The arrival of the IIFA Awards in Toronto has afforded some wonderful entertainment opportunities for Bollywood fans – from movie nights to dance competitions to an exceptionally fine exhibit at the Royal Ontario Museum (ROM): “Bollywood Cinema Showcards: Indian Film Art from the 1950s to the 1980s”.
The show highlights examples of this unique art form from the collection of Angela Hartwick, who, in her travels, managed to acquire more than two hundred examples of cinema showcards, a form of advertising quite different from the more familiar billboards and posters.
Showcards use paint and photo collage to create a unique form of poster art: images were cut from film stills and pasted onto painted backgrounds, and then were tinted by having paint applied to them. There is a history of painting on photographs in India, and there is an exhibit of these on at the ROM now, too (“Embellished Reality: Indian Painted Photographs”), and it is well worth visiting in order to deepen understanding of the artistic techniques that went into creating the cinema showcard.

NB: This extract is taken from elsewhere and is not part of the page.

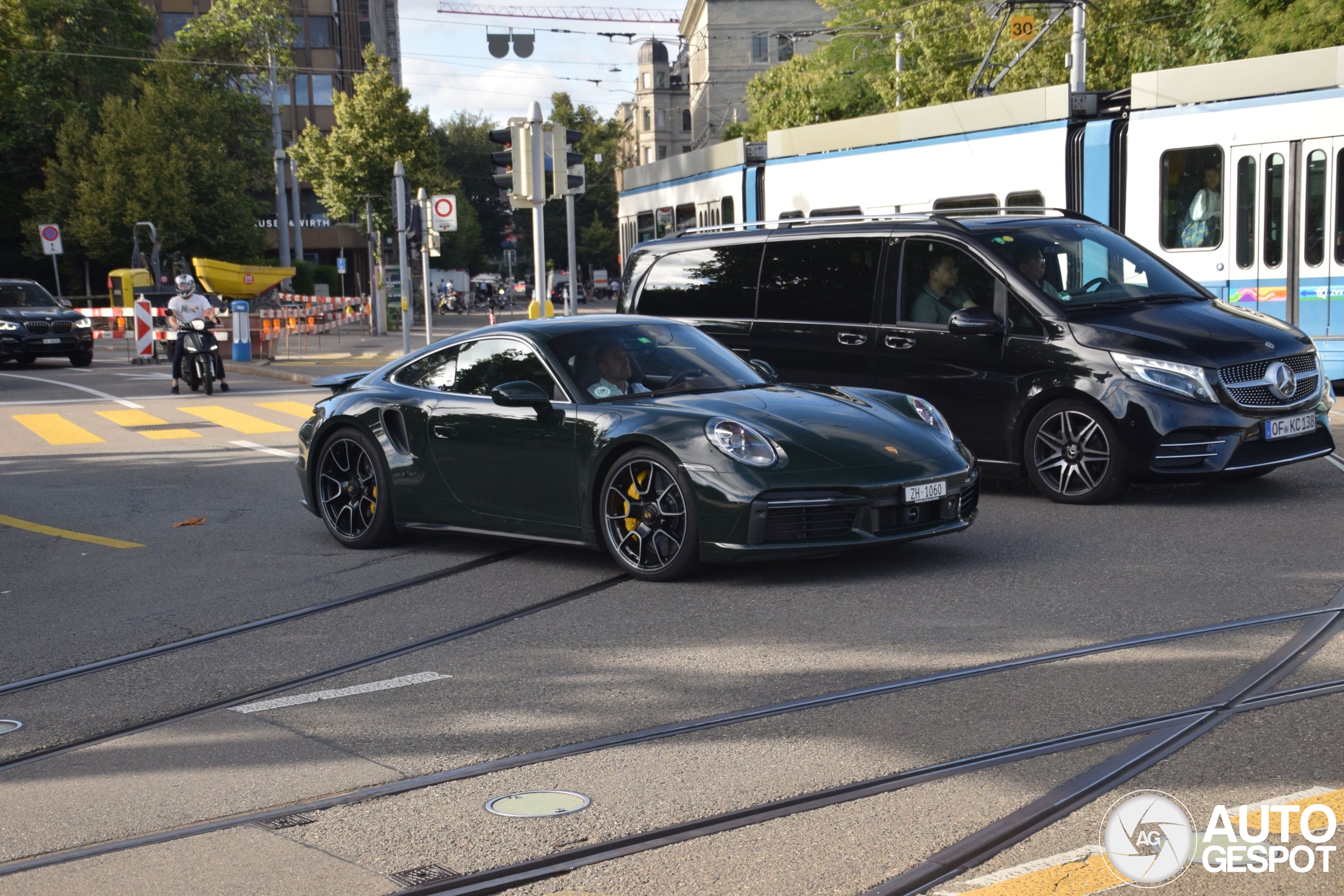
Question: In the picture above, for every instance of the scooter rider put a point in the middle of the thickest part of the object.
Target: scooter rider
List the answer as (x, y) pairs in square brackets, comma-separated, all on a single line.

Showcards formed only one part of the publicity machine; posters were certainly the most important element in film advertising, which also included such things as song booklets, press ads, billboards and film stills. But showcards – meant to be displayed in cinema lobbies – are a distinctly different art form, using elements of composition as well as the aforementioned combination of paint over photo collage to evoke certain feelings and emotions in the cinema-going audience. Showcards were displayed in lobbies, in glass cases; they were perused by cinema-goers as they waited to see a film, or during the interval. They were often the first glimpse a film audience had of coming attractions. They were individually produced, they are works of art – and they were meant to be ephemeral, thrown away once a movie had finished its run, to make room for new showcards from incoming films.
The ROM’s exhibit examines showcards as art, but it also sets them in a social and historical framework, connecting the showcards and the movies they advertise to the prevailing events and influences of the time they were produced in.
“Bollywood Cinema Showcards: Indian Film Art from the 1950s to the 1980s” – comprised of 77 examples of showcards from The Hartwick Collection, and supplemented by other perhaps more familiar forms of poster art and film advertising – provides the enthusiastic film fan with a rare opportunity to discover a relatively little known and little studied art form, and is absolutely not to be missed!